In support of this contention the petitioner herein urged upon the hearing that upon the face of the findings of fact made by said commission it was entitled to the issuance of this writ, for the reason that the findings affirmatively show that the purpose for which said municipal woodyard was established and maintained was that of giving indigent unemployed persons board and lodging in return for labor in said woodyard, and that it was beyond the scope of the purposes of said institution and of the powers of its superintendent to direct the applicant to move an indigent family not in any way connected with said woodyard, and hence that in the performance of such service the said applicant was outside the scope of his employment.

It is true, as contended by said petitioner, that there are certain portions of the findings which are susceptible of such a construction, and that the findings of the commission might have been made much more definite with references to the scope and purposes of the creation and maintenance of this municipal institution. But, on the other hand, taking the findings of the commission as a whole, we think it sufficiently appears that the general purpose for which said institution was established and maintained was that of providing employment and relief for indigent persons and families within the city of Oakland, and that the powers and duties of its superintendent of such institution with reference to the particular uses which were to be made of the services of the applicant as a teamster were broader than that of merely directing the delivery of wood, and that, to use the language of sections 4 and 5 of the findings of said commission: "(4) The administration *Page 487 of said woodyard was conducted by a superintendent whose duties and powers as such were to generally administer the same for the purposes of its establishment, namely, the relief ofindigent persons. (5) That the duties of the said teamster were to perform all such services as were required of him by the said superintendent within the scope of the purposes and objects of said woodyard."

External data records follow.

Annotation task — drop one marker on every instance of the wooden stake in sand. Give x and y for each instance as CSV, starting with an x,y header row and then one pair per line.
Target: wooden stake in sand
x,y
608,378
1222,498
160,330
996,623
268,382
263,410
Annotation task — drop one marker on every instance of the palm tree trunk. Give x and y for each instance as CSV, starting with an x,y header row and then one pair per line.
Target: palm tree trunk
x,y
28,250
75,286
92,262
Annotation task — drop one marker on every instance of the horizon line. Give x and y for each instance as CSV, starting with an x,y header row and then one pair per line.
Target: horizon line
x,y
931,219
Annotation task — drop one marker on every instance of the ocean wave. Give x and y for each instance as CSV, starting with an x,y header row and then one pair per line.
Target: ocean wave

In view of these express findings we are unable to say that the direction given to the teamster to remove the household goods of an indigent family, in the course of performing which he was injured, was one outside of the powers of the superintendent of the institution and beyond the scope of the purposes of its creation. This being so, the evidence must be held to be sufficient to support the award of the commission. An examination of the evidence taken on the hearing before the commission also sufficiently shows that it was sufficient to justify the aforesaid finding.

For the foregoing reasons the petition herein is denied.